Brian Chambers

Personal information
- Full name: Brian Mark Chambers
- Date of birth: 31 October 1949 (age 76)
- Place of birth: Newcastle upon Tyne, England
- Position: Midfielder

Senior career*
- Years: Team / Apps / (Gls)
- 1970–1973: Sunderland / 63 / (5)
- 1973–1974: Arsenal / 1 / (0)
- 1974–1977: Luton Town / 76 / (9)
- 1977–1979: Millwall / 59 / (9)
- 1979–1981: AFC Bournemouth / 42 / (7)
- 1981: Halifax Town / 10 / (1)
- 1981–1985: Poole Town
- 1985–1986: Salisbury City /  / (1)
- 1986–1989: Dorchester Town
- 1989–1991: Swanage Town
- 1991–1992: Poole Town
- Total:  / 251 / (31)

Managerial career
- 1990-1991: Swanage Town
- 1991-1992: Poole Town

= Brian Chambers (footballer) =

English footballer (born 1949)

Brian Mark Chambers (born 31 October 1949) is an English former professional footballer who played as a midfielder. He played in the Football League for Sunderland, Arsenal, Luton Town, Millwall, AFC Bournemouth and Halifax Town, before moving into non-league football.

==Life and career==
Chambers was born on 31 October 1949 in Newcastle upon Tyne, where he attended St Mary's RC Boys' Technical School and played football for the school team. He represented Newcastle schools, and in 1965 became an England schoolboy international.

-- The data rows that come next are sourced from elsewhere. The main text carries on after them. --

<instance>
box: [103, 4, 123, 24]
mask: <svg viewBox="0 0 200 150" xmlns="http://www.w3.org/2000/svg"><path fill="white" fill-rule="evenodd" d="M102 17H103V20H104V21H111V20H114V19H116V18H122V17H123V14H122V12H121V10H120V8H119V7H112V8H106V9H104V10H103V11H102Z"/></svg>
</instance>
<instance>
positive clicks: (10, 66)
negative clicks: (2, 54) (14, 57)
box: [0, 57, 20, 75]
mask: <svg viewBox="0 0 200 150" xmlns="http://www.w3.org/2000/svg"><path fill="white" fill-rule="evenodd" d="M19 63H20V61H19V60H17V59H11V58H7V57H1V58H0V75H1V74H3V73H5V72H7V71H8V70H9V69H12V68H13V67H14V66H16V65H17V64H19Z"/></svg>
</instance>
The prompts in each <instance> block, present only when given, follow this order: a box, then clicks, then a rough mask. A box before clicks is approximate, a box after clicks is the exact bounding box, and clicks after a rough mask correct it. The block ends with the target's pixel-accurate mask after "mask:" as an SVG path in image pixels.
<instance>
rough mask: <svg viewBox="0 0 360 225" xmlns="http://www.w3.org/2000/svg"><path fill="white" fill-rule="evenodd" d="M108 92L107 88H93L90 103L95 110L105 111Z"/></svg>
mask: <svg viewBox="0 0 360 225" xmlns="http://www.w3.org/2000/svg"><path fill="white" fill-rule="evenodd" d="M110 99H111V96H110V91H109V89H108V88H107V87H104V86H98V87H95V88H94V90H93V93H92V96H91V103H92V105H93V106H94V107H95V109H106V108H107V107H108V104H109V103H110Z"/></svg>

When he left school, he joined Sunderland, and was a member of their 1966–67 FA Youth Cup-winning team. He turned professional with Sunderland in August 1967, and remained with the club for a further six years, scoring 7 goals from 71 appearances in all competitions.

In 1973, Chambers signed for Arsenal for a fee of £30,000.

After later spells with Luton Town, Millwall, AFC Bournemouth and Halifax Town, he moved into non-league football where he had spells with several clubs in the Southern League. He later became a player manager, initially at Swanage Town & Herston, and then at Poole Town.